Yes! You can add other ingredients to the recipe to suit your tastes. Some ideas include diced onions, minced garlic, chopped fresh herbs, or grated cheese. Just be sure to adjust the cooking time and seasoning accordingly.
baked lemon herb chicken with roasted carrots and parsnips for clean eating
Ingredients
- 2 lbs boneless, skinless chicken breasts, cut into 1-inch pieces
- 1/4 cup freshly squeezed lemon juice
- 2 tbsp olive oil
- 2 cloves garlic, minced
- 1 tsp dried thyme
- 1 tsp dried rosemary
- 1/2 tsp salt
- 1/4 tsp black pepper
- 4-6 carrots, peeled and chopped
- 2-3 parsnips, peeled and chopped
- 1/4 cup chicken broth
- 1 tbsp honey
Instructions
- Preheat the oven. Preheat the oven to 425°F (220°C). Line a baking sheet with parchment paper or aluminum foil.
- Prepare the chicken. In a large bowl, whisk together lemon juice, olive oil, garlic, thyme, rosemary, salt, and pepper. Add the chicken and toss to coat. Let it marinate for at least 10-15 minutes.
- Prepare the carrots and parsnips. Peel and chop the carrots and parsnips into 1-inch pieces. Place them on the prepared baking sheet in a single layer.
- Roast the carrots and parsnips. Drizzle the carrots and parsnips with chicken broth and honey. Toss to coat. Roast in the preheated oven for 20-25 minutes or until tender and lightly browned.
- Bake the chicken. Remove the chicken from the marinade, letting any excess liquid drip off. Place the chicken on the baking sheet with the carrots and parsnips. Bake for 20-25 minutes or until the chicken is cooked through and the internal temperature reaches 165°F (74°C).
- Let it rest. Remove the baking sheet from the oven and let the chicken rest for 5-10 minutes before slicing and serving.
- Serve and enjoy. Slice the chicken and serve with the roasted carrots and parsnips. Garnish with fresh herbs, if desired.
Recipe Notes
- Storage tip: Store leftovers in an airtight container in the refrigerator for up to 3-4 days.

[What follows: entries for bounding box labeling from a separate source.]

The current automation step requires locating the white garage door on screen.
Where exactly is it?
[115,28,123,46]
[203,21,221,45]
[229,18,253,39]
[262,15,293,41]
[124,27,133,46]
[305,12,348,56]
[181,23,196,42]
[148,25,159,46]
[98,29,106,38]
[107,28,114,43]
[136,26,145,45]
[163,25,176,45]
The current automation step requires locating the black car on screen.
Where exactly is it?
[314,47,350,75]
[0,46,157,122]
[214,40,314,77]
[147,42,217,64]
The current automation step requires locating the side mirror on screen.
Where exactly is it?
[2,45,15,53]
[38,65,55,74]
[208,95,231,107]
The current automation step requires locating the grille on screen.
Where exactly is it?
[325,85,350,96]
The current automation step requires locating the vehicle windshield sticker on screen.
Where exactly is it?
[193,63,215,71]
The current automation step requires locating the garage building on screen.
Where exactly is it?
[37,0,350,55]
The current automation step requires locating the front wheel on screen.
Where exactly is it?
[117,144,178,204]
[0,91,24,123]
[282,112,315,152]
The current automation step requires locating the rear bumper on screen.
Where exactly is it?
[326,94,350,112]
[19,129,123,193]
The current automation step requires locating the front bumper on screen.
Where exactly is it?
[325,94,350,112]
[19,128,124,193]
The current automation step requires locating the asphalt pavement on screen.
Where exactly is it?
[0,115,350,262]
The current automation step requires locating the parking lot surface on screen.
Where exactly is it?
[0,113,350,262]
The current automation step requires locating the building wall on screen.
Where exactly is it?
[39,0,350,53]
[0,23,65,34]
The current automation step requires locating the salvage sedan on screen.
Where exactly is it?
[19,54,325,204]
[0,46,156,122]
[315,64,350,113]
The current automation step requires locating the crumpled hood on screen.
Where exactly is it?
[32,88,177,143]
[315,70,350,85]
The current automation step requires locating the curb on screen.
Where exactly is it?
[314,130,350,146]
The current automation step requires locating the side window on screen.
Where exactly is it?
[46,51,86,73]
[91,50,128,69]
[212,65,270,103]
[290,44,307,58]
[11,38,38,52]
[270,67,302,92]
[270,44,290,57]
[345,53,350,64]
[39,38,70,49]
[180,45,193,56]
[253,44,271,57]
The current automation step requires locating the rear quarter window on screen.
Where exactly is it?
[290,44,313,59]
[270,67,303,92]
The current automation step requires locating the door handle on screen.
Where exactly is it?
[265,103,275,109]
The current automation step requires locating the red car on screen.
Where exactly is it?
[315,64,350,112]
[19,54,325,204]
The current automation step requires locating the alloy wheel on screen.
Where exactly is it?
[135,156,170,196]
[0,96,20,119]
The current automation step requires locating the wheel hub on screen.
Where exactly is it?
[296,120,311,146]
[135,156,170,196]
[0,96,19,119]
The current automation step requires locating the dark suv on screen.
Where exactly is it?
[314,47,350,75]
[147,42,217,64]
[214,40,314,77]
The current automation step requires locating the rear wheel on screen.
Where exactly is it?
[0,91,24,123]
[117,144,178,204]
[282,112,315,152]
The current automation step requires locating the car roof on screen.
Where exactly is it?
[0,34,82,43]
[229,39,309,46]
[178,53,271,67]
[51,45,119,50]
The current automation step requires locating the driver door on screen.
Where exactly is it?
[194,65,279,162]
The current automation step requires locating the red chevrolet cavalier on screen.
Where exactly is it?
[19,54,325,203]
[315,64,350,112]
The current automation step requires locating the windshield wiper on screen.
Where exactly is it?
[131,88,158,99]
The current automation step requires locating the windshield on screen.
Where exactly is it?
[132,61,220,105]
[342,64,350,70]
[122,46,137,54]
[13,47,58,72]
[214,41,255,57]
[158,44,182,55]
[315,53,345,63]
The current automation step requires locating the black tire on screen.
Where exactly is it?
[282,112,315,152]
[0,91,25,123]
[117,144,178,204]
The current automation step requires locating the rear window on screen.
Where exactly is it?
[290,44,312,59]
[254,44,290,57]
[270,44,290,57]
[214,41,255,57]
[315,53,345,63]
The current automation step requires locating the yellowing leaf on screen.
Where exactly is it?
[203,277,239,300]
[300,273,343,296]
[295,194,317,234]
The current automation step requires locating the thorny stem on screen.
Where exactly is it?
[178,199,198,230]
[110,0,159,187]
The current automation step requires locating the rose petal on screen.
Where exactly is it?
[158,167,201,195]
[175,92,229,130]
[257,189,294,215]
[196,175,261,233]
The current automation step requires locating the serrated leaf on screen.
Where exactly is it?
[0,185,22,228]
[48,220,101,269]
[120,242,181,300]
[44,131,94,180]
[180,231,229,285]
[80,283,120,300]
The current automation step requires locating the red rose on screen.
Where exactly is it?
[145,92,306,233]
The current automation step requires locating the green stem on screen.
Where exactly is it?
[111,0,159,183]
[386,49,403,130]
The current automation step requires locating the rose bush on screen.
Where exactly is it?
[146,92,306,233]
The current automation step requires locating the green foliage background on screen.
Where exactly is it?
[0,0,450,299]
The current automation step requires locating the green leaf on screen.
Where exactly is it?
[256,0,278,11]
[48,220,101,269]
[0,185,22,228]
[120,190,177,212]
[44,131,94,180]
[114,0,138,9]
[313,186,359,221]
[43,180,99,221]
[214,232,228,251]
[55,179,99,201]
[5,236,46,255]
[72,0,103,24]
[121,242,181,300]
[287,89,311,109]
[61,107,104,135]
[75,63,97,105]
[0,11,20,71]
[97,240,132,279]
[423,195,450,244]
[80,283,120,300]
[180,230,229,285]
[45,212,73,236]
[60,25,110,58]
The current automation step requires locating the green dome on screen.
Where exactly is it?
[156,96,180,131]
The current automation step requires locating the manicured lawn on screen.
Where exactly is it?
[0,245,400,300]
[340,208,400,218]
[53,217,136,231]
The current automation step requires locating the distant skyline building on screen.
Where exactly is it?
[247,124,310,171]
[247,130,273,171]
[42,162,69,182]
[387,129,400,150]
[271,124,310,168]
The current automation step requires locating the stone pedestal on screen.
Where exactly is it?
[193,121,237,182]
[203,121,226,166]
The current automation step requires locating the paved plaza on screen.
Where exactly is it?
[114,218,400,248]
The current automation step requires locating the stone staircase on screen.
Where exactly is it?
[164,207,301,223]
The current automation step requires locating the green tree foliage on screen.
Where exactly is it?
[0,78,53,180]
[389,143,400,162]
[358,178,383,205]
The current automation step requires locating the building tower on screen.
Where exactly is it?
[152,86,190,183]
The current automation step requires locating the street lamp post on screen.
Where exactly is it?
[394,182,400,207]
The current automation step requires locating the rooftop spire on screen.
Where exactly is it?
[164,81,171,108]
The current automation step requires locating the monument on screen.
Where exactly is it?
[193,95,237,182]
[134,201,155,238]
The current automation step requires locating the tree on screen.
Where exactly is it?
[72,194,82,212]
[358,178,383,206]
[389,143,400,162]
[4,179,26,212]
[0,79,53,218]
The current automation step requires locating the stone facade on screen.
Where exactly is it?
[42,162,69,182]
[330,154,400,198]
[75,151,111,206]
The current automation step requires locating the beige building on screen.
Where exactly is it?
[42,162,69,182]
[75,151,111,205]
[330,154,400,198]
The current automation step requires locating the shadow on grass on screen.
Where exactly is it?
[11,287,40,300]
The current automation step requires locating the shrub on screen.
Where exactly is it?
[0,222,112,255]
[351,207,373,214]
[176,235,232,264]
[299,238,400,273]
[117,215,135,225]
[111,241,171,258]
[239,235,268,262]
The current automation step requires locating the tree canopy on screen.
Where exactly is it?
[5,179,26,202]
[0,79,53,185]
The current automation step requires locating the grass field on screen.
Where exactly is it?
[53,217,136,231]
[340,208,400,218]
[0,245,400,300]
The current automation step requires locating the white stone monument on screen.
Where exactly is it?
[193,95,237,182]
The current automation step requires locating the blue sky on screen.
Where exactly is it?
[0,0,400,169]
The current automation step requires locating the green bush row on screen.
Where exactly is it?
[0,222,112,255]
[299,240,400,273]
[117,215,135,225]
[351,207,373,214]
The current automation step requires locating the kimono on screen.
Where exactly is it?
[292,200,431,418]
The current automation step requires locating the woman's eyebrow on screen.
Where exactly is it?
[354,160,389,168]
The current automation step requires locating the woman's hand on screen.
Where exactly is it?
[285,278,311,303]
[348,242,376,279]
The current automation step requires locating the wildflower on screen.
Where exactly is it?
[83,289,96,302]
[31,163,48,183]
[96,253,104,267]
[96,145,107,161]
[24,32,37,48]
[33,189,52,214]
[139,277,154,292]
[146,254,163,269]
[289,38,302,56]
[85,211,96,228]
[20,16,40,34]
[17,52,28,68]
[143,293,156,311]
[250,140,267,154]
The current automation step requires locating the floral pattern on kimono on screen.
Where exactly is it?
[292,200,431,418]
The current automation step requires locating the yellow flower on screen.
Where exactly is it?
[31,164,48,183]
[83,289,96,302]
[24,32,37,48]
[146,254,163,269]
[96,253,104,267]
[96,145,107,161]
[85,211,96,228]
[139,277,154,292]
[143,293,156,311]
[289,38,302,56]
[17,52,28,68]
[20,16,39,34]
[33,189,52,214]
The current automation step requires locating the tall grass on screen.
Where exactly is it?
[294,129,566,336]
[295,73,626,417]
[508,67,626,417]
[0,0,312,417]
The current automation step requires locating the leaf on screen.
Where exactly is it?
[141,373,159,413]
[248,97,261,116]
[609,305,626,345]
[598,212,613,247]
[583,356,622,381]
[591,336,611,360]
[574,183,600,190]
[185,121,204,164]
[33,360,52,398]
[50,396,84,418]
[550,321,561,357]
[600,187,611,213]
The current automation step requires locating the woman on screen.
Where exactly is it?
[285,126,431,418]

- Make ahead: Prepare the chicken marinade and the carrots and parsnips up to a day in advance.
- Substitution: Swap chicken breasts with chicken thighs or chicken tenders, if desired.
- Pro tip: Use fresh herbs for the best flavor. If using dried herbs, reduce the amount to 1/3 of the recommended amount.
- Variation: Add some diced onions or bell peppers to the baking sheet with the carrots and parsnips for added flavor and nutrients.
- Nutrition tip: This recipe is low in calories and rich in protein, making it a great option for a healthy meal.